The SMMT hopes the European Commission can quickly resolve an internal clash that threatens the implementation of a regulation to cut CO2 emissions.

A decision to force carmakers to conform to an across-the-range average of 130g/km by 2012 – or face hefty fines – has been ruled illegal by the EC’s legal affairs committee.

At issue is which section of EU law making is decisive.

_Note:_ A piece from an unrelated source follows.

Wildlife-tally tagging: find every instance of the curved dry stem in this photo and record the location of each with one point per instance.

It was drafted under Article 95, which is intended to prevent market distortions.

But the legal committee reckons it should come under Article 175 because this deals with the environment. 

An SMMT spokesman said: “The European Commission and member states have specifically developed the new car CO2 regulation under Article 95 to guarantee its uniform application across the EU. This decision was recently endorsed by the EU’s industry committee.

“The legal committee’s opinion will doubtless help to test the robustness of the regulation. 

“Article 95 is the only realistic basis that can deliver a sustainable outcome for this important regulation.”

Sources in Brussels say the proposed 130g/km law has created heated disagreements.

Left-leaning MEPs pressing for tough rules to cut CO2 emissions have been infuriated by members of the industry committee tabling amendments to tone down pollution limits, allow manufacturers more time and reduce fines for offenders.

MEPs from EU countries with substantial investment from carmakers have been pressing the point that manufacturers are investing heavily and working hard to make cars cleaner.

The environment committee will consider the views of the legal committee but the matter should be resolved on October 20 when the European Parliament is scheduled to make a final decision.

An executive of a carmaker with above-average CO2 credentials said: “The industry has developed its own momentum to deal with CO2 emission issues, and whatever the EC does is unlikely to make much difference.”